The most ineradicable so far is the HIV chromosome intruder intent on propping open the gate to the castle so that every invader has access.  It is very hard to be objective about this, particularly since it was happenstance that it found vulnerability through a social phenomenon just becoming known, a new freedom and intimacy.  HIV had been hiding in the jungle until it found vectors who moved through the world as though it were fluid.  But surely there are other codes intent on moving into human chromosomes.  "When scientists scan the human genome, they sometimes come across a stretch of DNA that bears the hallmarks of viruses. The easiest type of virus to recognize are retroviruses, a group that includes HIV."  Most of them have no fancy names and are as old as humans, sometimes called "fossil viruses."

Now that we can detect tiny genetic codes, a dipperful of water from the ocean contains floating bits.

“There are 26 different  [standard] viruses that have been shown to present in healthcare workers as a result of occupational exposure.”  We AC people were cautioned not to give blood.  We were vaccinated against rabies, though the only sure prevention is avoidance.

“Blood for blood transfusion is screened for many bloodborne diseases.

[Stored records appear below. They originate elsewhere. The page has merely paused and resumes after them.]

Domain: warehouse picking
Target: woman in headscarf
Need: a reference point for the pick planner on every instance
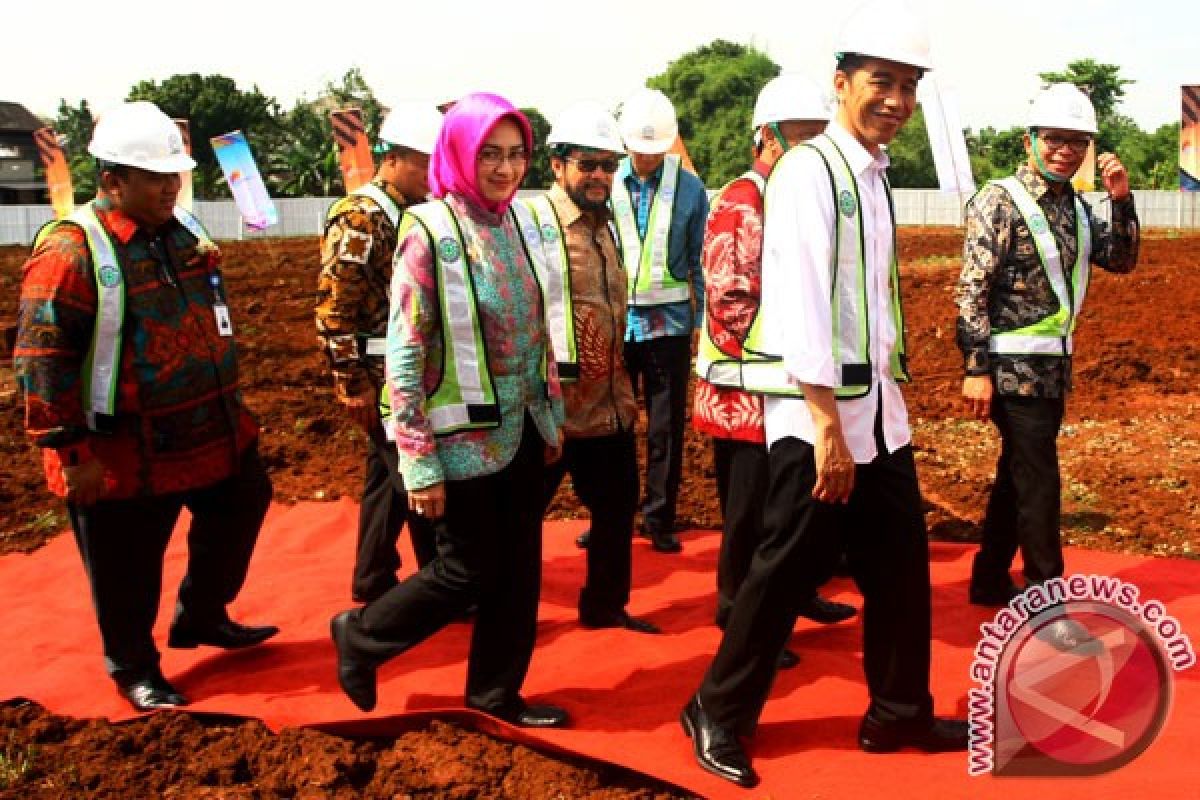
(475, 413)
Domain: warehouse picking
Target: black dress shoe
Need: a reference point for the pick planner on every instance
(529, 716)
(228, 635)
(718, 749)
(621, 619)
(357, 679)
(933, 735)
(993, 597)
(151, 692)
(827, 612)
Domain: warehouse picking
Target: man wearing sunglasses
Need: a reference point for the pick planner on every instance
(586, 317)
(1030, 241)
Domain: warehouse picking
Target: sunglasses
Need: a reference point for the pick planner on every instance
(591, 164)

Additionally, a technique that uses a combination of riboflavin and UV light to inhibit the replication of these pathogens by altering their nucleic acids can be used to treat blood components prior to their transfusion, and can reduce the risk of disease transmission.

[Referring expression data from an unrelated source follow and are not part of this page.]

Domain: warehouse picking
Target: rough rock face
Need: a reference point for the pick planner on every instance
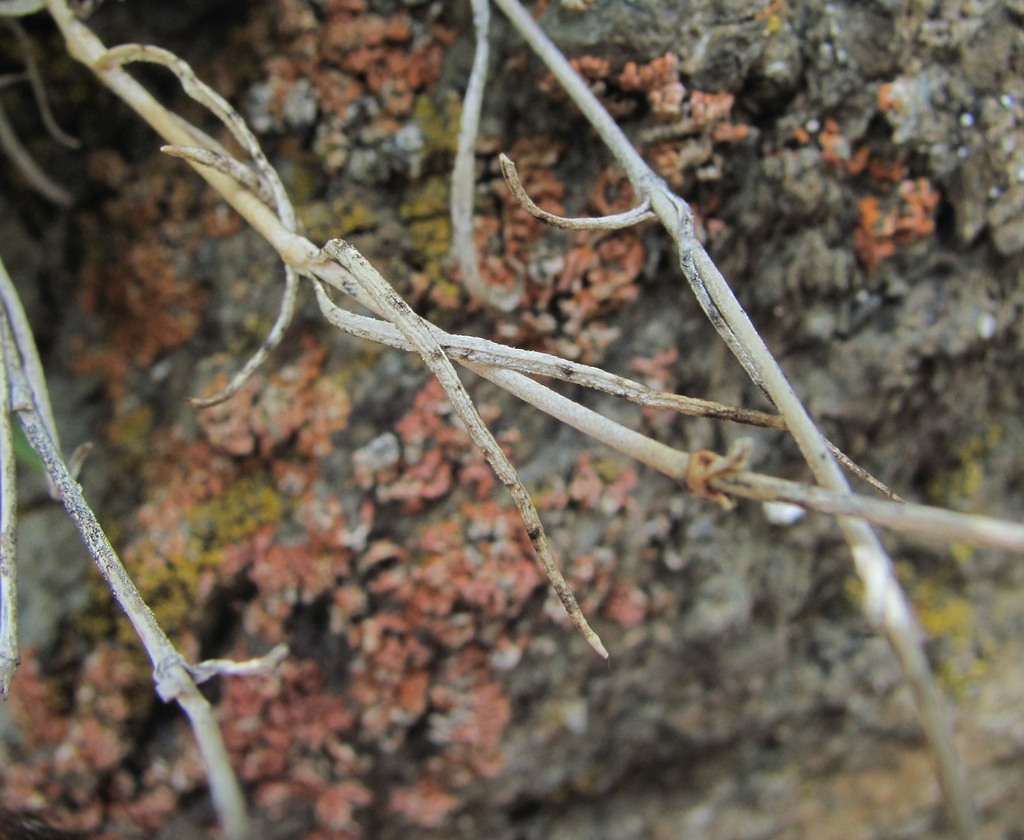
(858, 173)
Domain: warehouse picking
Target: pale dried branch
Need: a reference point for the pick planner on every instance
(9, 654)
(267, 183)
(885, 603)
(504, 366)
(23, 161)
(464, 175)
(225, 667)
(614, 221)
(389, 304)
(173, 682)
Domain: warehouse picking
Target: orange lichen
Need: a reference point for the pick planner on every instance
(659, 80)
(903, 218)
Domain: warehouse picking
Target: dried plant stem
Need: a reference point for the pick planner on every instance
(35, 176)
(385, 300)
(173, 680)
(9, 656)
(464, 173)
(497, 363)
(885, 602)
(346, 270)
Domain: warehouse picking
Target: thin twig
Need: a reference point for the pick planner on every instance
(464, 175)
(390, 304)
(172, 678)
(36, 177)
(268, 183)
(614, 221)
(885, 603)
(9, 656)
(39, 89)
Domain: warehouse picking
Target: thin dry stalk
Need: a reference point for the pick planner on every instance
(885, 602)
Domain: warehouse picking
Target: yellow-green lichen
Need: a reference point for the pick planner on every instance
(961, 484)
(170, 583)
(340, 217)
(426, 215)
(439, 126)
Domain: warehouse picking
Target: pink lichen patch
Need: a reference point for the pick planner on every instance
(299, 401)
(627, 604)
(425, 804)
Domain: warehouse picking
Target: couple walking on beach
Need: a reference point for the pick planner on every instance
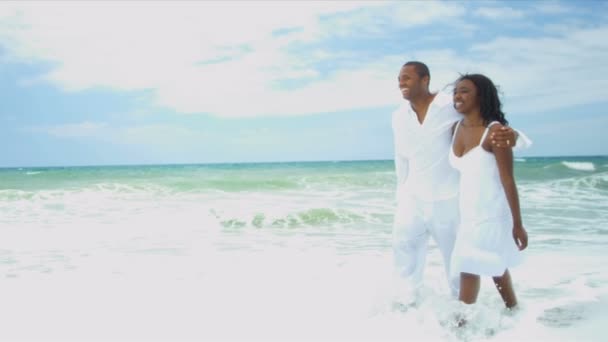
(455, 183)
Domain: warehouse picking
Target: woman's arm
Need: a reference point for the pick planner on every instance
(504, 160)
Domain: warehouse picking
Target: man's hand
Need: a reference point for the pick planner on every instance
(521, 237)
(502, 136)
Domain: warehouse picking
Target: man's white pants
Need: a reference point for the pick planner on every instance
(415, 220)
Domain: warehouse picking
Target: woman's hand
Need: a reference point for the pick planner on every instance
(520, 236)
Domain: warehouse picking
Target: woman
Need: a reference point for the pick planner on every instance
(491, 232)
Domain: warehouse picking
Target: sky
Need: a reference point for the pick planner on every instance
(106, 83)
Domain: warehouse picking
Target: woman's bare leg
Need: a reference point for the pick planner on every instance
(505, 288)
(469, 287)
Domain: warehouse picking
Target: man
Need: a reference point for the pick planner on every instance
(427, 186)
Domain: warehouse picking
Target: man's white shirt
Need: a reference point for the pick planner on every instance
(421, 150)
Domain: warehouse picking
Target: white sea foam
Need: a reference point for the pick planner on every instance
(581, 166)
(120, 262)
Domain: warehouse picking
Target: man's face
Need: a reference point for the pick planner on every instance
(410, 84)
(465, 97)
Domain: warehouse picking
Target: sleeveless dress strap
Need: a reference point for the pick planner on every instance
(485, 132)
(455, 130)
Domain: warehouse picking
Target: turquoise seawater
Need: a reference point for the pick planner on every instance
(298, 250)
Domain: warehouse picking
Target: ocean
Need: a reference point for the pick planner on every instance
(297, 251)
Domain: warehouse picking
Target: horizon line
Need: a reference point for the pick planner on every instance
(265, 162)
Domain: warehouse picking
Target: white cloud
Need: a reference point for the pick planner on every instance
(73, 130)
(222, 58)
(164, 135)
(197, 57)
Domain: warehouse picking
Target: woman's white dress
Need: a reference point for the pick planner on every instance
(484, 245)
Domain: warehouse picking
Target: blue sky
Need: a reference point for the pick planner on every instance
(202, 82)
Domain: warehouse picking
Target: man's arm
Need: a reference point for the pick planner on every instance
(507, 137)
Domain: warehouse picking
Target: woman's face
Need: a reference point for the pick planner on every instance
(465, 97)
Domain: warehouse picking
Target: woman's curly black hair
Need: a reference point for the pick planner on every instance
(489, 102)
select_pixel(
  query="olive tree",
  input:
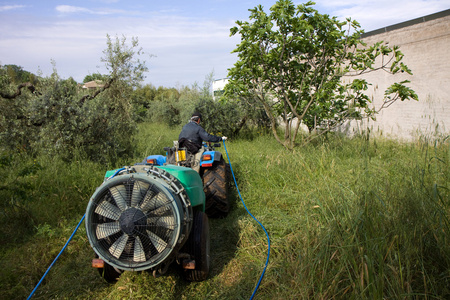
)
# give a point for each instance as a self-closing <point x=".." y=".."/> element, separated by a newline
<point x="57" y="117"/>
<point x="293" y="61"/>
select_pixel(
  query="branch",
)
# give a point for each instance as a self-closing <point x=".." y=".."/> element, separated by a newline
<point x="18" y="91"/>
<point x="90" y="97"/>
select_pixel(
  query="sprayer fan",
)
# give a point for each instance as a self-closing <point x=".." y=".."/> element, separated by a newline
<point x="133" y="222"/>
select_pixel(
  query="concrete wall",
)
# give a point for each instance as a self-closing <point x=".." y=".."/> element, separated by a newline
<point x="425" y="42"/>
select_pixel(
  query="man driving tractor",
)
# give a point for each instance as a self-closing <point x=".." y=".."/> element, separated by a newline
<point x="192" y="136"/>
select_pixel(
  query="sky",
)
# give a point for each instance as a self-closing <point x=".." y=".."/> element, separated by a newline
<point x="184" y="41"/>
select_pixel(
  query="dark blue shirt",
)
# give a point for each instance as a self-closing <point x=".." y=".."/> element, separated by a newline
<point x="196" y="134"/>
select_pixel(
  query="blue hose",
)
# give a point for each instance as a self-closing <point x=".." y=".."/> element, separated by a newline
<point x="67" y="243"/>
<point x="267" y="234"/>
<point x="62" y="250"/>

“A technology using the synthetic psoralen, amotosalen HCl, and UVA light (320–400 nm) has been implemented in European blood centers for the treatment of platelet and plasma components to prevent transmission of bloodborne diseases caused by bacteria, viruses and protozoa.”

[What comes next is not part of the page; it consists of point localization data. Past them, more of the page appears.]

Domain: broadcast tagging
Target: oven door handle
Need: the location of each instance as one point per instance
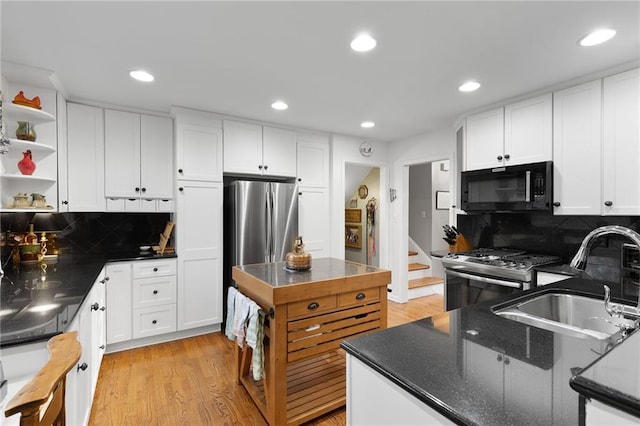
(484, 279)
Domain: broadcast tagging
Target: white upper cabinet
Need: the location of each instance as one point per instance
(519, 133)
(242, 148)
(198, 145)
(138, 155)
(597, 147)
(313, 160)
(528, 131)
(621, 142)
(81, 174)
(257, 150)
(278, 151)
(485, 140)
(577, 149)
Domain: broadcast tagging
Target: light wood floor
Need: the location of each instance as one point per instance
(190, 381)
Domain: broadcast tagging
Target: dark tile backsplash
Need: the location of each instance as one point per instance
(553, 235)
(95, 233)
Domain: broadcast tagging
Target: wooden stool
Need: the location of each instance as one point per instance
(41, 401)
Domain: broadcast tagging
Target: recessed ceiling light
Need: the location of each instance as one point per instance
(363, 43)
(597, 37)
(279, 105)
(469, 86)
(141, 75)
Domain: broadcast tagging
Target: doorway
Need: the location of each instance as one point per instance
(427, 212)
(361, 204)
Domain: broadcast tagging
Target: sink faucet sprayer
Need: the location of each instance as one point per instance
(579, 262)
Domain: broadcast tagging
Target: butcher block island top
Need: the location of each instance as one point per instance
(308, 314)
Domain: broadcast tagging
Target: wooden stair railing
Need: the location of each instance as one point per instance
(41, 400)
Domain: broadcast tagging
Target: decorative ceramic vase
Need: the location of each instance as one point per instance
(298, 260)
(26, 131)
(26, 165)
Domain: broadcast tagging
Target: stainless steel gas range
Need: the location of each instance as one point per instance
(486, 274)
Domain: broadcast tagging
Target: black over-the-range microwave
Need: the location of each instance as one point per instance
(521, 188)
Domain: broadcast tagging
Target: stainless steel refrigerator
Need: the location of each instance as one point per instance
(263, 221)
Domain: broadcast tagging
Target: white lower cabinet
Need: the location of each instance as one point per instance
(141, 296)
(502, 375)
(89, 322)
(119, 295)
(374, 400)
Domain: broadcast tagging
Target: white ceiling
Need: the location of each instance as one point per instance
(236, 58)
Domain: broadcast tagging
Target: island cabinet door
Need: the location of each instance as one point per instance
(375, 400)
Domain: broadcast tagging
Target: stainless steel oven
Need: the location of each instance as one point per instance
(485, 275)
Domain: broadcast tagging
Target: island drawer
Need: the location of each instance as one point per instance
(312, 306)
(359, 297)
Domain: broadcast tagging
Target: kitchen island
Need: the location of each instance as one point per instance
(470, 366)
(308, 314)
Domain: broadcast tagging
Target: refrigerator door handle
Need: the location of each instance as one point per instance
(268, 226)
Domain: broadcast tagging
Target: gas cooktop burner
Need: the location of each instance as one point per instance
(504, 263)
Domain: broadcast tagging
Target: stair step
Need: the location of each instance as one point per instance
(417, 266)
(425, 281)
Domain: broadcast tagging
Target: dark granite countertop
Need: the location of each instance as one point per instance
(613, 378)
(450, 362)
(38, 303)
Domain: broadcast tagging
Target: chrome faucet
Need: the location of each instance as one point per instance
(580, 259)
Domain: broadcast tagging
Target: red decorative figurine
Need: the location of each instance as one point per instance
(26, 165)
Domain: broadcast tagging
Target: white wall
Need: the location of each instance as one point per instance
(345, 149)
(423, 148)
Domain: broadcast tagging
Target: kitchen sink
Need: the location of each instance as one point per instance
(570, 314)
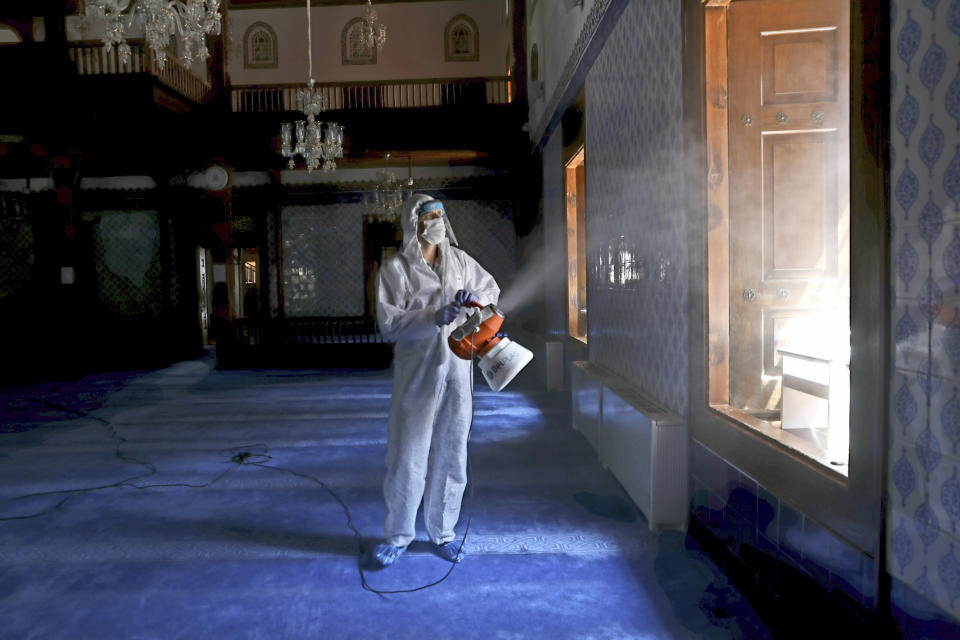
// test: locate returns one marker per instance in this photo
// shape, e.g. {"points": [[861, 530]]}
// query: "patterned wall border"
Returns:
{"points": [[578, 61]]}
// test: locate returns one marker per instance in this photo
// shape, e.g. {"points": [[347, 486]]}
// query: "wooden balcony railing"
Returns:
{"points": [[95, 59], [384, 94]]}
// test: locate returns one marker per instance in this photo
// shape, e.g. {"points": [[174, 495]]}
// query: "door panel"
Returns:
{"points": [[788, 77]]}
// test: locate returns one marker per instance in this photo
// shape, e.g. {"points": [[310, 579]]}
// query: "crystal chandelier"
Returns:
{"points": [[161, 20], [315, 141], [372, 33], [390, 193]]}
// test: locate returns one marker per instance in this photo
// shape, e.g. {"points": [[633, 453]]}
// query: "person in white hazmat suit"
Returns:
{"points": [[420, 297]]}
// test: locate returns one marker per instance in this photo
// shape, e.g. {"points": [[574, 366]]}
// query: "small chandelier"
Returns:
{"points": [[315, 141], [390, 193], [372, 33], [161, 20]]}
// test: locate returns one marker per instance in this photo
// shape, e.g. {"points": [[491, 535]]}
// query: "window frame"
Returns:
{"points": [[345, 57], [252, 30], [849, 506], [470, 23]]}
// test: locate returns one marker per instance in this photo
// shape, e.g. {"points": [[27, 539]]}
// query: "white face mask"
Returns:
{"points": [[434, 231]]}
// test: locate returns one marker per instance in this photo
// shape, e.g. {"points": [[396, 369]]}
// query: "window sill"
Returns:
{"points": [[803, 447]]}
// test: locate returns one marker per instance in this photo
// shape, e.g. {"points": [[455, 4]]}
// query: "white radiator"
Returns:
{"points": [[643, 445]]}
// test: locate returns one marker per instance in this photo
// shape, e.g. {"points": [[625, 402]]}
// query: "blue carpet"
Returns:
{"points": [[162, 534]]}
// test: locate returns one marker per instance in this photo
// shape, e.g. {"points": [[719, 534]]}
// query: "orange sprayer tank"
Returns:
{"points": [[478, 333]]}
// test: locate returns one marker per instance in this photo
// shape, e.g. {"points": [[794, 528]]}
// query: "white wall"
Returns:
{"points": [[414, 46]]}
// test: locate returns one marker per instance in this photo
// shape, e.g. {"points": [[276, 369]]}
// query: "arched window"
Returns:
{"points": [[352, 48], [461, 40], [260, 47]]}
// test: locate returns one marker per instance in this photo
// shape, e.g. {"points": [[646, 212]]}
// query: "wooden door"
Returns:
{"points": [[576, 201], [788, 70]]}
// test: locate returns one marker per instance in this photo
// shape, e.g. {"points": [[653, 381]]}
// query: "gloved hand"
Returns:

Part of the answer is seeing ourselves as part of the whole.  Many things can penetrate our skins, particularly in the interface penetrable parts like lungs or eyes or guts.  Skin cannot repel radioactivity.  Life is a process and being part of the whole means interacting as well as avoiding things that we have no present defense against, like nerve gases.  Many dangers cannot be seen, particularly the ones inside us.

Penetration is the opportunity of the blood borne disease, a vulnerability, and yet an intimacy.  Our emotions — which are the interactions and reactions of our own insides — copy the strategies of bodily invaders and also the defenses against what is destructive, interfering, death-carrying.  Our deliberate and intellectual understanding and strategies are part of the busy work of our bodies in discovering invaders and pitching them out.  But we can hardly boil ourselves whole in the interest of sterilization.  Fever is as close as we get.

A friend was nearly killed by pitching moldy hay to his horses, because the entities of mold entered his lungs and began destroying him.  The doctor said it was hard to find something that would kill the mold — with genetic directions very close to human — without killing the host.  But mold is everywhere and not always seen.  You may be killed by something in your salad, imperceptible.

OSHA, which focuses on job-related pathogens, and the CDC, which cooperates with OSHA, struggle to get some kind of sense out of how we should protect ourselves.  They intellectually triage disease, trying to allot inadequate resources.  They constantly frame up advice like the “Bloodborne Pathogens Standard.”  They lecture us:  “Wash your hands!”

My mother followed all advice but still died of a white blood cell disease in her blood.  Maybe it was because she started smoking again after she was eighty.  She lived to 89 and was affronted because Reagan lived longer (93).  (She was very competitive.)  On the other hand, she didn’t have Alzheimer’s (he did) and maybe it was because of not hiding emotion.  Being Mr. Nice Guy can kill you as much as a fungus can.